Warning Unhealthy 4s (x5 over 29s) kubelet, k-02 Liveness probe failed: dial tcp 10.32.0.12:8888: connect: connection refused
What just happened ?
- Since livenessProbe is failing it will keep killing and recreating containers. Thats what you see in the description above.

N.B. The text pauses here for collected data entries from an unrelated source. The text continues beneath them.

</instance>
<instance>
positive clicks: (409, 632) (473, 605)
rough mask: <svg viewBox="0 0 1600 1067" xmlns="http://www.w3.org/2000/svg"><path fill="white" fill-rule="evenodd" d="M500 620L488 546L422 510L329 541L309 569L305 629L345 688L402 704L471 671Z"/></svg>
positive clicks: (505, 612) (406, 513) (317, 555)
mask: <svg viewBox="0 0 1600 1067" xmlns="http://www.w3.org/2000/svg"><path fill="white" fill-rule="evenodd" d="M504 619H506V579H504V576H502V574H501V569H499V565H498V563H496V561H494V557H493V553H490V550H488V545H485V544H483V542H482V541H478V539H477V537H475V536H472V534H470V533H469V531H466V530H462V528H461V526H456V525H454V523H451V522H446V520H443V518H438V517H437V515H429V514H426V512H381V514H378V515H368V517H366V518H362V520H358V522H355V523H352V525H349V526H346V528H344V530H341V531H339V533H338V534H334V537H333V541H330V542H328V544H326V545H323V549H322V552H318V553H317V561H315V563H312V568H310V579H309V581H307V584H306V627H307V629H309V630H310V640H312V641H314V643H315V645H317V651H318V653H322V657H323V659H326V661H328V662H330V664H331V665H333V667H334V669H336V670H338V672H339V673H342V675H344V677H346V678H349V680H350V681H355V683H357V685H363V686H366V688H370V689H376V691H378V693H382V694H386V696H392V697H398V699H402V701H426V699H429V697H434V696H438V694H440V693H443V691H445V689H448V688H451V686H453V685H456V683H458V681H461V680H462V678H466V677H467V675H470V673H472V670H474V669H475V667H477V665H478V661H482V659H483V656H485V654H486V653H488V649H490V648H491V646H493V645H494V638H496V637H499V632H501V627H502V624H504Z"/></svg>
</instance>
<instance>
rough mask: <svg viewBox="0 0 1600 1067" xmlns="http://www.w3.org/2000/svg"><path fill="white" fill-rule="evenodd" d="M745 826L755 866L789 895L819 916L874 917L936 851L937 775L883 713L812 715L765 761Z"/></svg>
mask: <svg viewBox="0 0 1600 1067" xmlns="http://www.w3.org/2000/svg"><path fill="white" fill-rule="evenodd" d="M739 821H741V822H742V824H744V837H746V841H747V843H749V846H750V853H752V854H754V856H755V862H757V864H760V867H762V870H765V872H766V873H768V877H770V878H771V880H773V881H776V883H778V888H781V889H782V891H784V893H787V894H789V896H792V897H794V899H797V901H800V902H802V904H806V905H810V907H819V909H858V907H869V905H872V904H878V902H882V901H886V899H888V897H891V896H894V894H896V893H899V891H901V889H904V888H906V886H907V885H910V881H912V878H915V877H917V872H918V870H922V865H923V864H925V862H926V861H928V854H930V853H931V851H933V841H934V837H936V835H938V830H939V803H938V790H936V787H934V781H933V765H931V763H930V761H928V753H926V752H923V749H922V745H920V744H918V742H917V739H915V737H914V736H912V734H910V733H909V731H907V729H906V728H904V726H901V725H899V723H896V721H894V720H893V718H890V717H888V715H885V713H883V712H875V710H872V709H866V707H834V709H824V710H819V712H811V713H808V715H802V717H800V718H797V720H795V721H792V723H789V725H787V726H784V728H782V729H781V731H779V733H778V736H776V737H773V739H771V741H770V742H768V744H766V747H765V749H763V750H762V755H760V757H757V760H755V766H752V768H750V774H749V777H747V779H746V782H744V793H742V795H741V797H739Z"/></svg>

- When you list pods, you should see it in crashloopbackoff state with number of restarts incrementing with time.
e.g.
vote-668579766d-p65xb 0/1 CrashLoopBackOff 7 7m38s 10.32.0.12 k-02 <none> <none>
vote-668579766d-sclbr 0/1 CrashLoopBackOff 7 7m38s 10.32.0.10 k-02 <none> <none>
vote-668579766d-vrcmj 0/1 CrashLoopBackOff 7 7m38s 10.38.0.8 kube03-01 <none> <none>
To fix it, revert the livenessProbe configs by editing the deplyment again.
Readiness Probe
Readiness probe is configured just like liveness probe. But this time we will use httpGet request.
kubectl edit deploy vote
readinessProbe:
failureThreshold: 3
httpGet:
path: /test.html
port: 80
scheme: HTTP
initialDelaySeconds: 5
periodSeconds: 3
successThreshold: 1
where, readinessProbe.httpGet.path is been changed from / to /test.html which is a non existant path.
check
kubectl get deploy,rs,pods
[output snippet]
NAME READY UP-TO-DATE AVAILABLE AGE
deployment.extensions/vote 11/12 3 11 2m12s
vote-8cbb7ff89-6xvbc 0/1 Running 0 73s 10.38.0.10 kube03-01 <none> <none>
vote-8cbb7ff89-6z5zv 0/1 Running 0 73s 10.38.0.5 kube03-01 <none> <none>
vote-8cbb7ff89-hdmxb 0/1 Running 0 73s 10.32.0.12 k-02 <none> <none>
kubectl describe pod vote-8cbb7ff89-hdmxb
where, vote-8cbb7ff89-hdmxb is one of the pods launched after changing readiness probe.
[output snippet]
Events:
Type Reason Age From Message
---- ------ ---- ---- -------
Normal Scheduled 109s default-scheduler Successfully assigned instavote/vote-8cbb7ff89-hdmxb to k-02
Normal Pulled 108s kubelet, k-02 Container image "schoolofdevops/vote:v1" already present on machine
Normal Created 108s kubelet, k-02 Created container
Normal Started 108s kubelet, k-02 Started container
Warning Unhealthy 39s (x22 over 102s) kubelet, k-02 Readiness probe failed: HTTP probe failed with statuscode: 404
kubectl describe svc vote
what happened ?
- Since readinessProbe failed, the new launched batch does not show containers running (0/1)
- Description of the pod shows it being Unhealthy due to failed HTTP probe
- Deployment shows surged pods, with number of ready pods being less than number of desired replicas (e.g. 11/12).
- Service does not send traffic to the pod which are marked as unhealthy/not ready.
Reverting the changes to readiness probe should bring it back to working state.